3. The Congregation for Catholic Education
40. Introduction. There are approximately 250,000 Catholic educational institutions in the world, with more than 42 million students. (see Office International pour l’Enseignement Catholique, OIEC, 2006). Educational activity takes place on two levels. The first level is “preventative” care through formal scholastic education. The second level focuses on rescue or problem solving that consists in non-formal education, although in close relationship with scholastic education.
41. It is noteworthy that the activities described herein are promoted and encouraged by the Holy See. However, they are accomplished by the local Church, religious congregations, Catholic associations and lay faithful in accordance with their own authority under canon law, and with due regard to the law of the respective States in which they operate.
42. Formation. Numerous written materials on children’s rights, especially as related to the OPSC, have been published and distributed to Catholic educators by Catholic specialized institutions and organizations.
(a) VIDES. Many Catholic institutions under the co-ordination of VIDES (International Volunteer Force for Education and Development) initiated a study on the data and results of educational projects in recent years. It published the 2002 “Bambine, adolescenti e giovani a rischio in America Latina, sistematizzazione e processi educativi” (Girls, Adolescents and Youth at Risk in Latin America: Placement and Educational Processes).
(b) France. The handbook for Catholic educators entitled “Lutter contre la pédophilie: repères pour les éducateurs,” (2002) gives guidelines on how to recognize, fight and prevent the phenomenon of paedophilia.
(c) Australia. The Catholic Institute of Education published “Stop it: A Guide to Dealing with Sexual Abuse in Schools”, (2006), and a code of ethics for educators called “Integrity in Ministry”, (2006).
(d) United States of America. The National Catholic Education Association (NCEA) has a series of initiatives for the formation of about 165,000 Catholic educators on the issue of sexual abuse. Such initiatives attempt to combat the problem and assist abused minors who attend Catholic schools.
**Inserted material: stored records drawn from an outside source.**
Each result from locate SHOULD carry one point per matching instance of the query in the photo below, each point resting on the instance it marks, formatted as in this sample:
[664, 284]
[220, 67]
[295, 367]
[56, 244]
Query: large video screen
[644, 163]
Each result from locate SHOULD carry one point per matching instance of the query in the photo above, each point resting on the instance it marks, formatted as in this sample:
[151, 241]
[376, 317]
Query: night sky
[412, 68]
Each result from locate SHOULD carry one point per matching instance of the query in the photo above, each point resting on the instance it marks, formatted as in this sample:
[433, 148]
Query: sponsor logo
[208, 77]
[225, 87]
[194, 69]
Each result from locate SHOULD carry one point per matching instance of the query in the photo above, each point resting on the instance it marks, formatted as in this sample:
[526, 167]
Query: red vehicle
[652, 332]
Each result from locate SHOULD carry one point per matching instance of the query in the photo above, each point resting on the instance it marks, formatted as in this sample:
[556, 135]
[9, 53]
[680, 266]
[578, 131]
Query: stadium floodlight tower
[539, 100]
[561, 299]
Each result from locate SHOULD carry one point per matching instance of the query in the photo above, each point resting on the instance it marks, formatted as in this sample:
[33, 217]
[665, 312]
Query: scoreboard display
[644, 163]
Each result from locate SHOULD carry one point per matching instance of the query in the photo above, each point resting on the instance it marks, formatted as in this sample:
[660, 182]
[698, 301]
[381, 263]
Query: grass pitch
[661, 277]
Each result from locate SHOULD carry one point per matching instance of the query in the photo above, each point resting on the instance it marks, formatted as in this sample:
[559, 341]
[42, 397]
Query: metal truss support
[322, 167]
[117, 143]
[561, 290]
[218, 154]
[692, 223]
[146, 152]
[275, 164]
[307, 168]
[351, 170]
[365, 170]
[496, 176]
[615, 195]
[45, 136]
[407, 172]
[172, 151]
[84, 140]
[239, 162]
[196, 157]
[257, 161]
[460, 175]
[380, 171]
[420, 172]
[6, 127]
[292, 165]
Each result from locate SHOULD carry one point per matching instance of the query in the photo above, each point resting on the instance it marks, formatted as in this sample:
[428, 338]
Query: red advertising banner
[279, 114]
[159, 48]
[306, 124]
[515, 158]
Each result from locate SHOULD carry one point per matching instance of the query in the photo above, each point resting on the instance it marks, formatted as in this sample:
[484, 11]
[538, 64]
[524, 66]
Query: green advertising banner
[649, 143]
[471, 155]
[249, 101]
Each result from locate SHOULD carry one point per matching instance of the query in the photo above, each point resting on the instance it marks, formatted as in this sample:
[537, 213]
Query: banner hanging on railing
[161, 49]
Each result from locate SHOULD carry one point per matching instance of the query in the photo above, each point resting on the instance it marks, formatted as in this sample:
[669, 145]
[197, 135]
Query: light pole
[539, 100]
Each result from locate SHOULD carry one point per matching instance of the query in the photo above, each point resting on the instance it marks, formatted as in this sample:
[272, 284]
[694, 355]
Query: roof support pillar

(e) Austria. Since 2007, teachers in Catholic schools have learned about the importance of human rights and in particular the rights of children. The Institute of Formation for Christian Teachers, in addition to promoting this human rights awareness for teachers, has promoted a similar project for Catholic associations and non-governmental organizations. These projects involve approximately 121,000 teachers and workers in the educational field.
(f) Kenya. The Catholic Pastoral Awareness Program addresses the formation of teachers in Catholic schools, and in particular, secondary schools. The program forms educational personnel to manage problem situations as well as those circumstances that put a child’s education at risk (e.g. misery, abandonment, sexual and/or labor exploitation). The Centre for In-servicing Religious Education Teachers (CISRET), aimed principally at primary school educators also deals with those that form or educate others. The program places great emphasis on the care of abused and exploited children. There are also sex education programs and projects for young people, which include formation about the prevention of AIDS. These programs are available at the local level and co-ordinated by the National Office for Catholic Education.
(g) India. Catholic Schools offer educational courses on human rights, especially on the rights of the child. These courses include sex education specifically dealing with sexually transmitted diseases. The education and formation is based on an integral concept of the human person and promotes respect for oneself and others. Particular attention is directed to the rights of female children with due regard to education for family life. In addition, the Indian Episcopal Conference has emphasized the need to support all minors who are at risk within Catholic educational institutions (e.g. marginalized children, school drop outs, victims of exploitation).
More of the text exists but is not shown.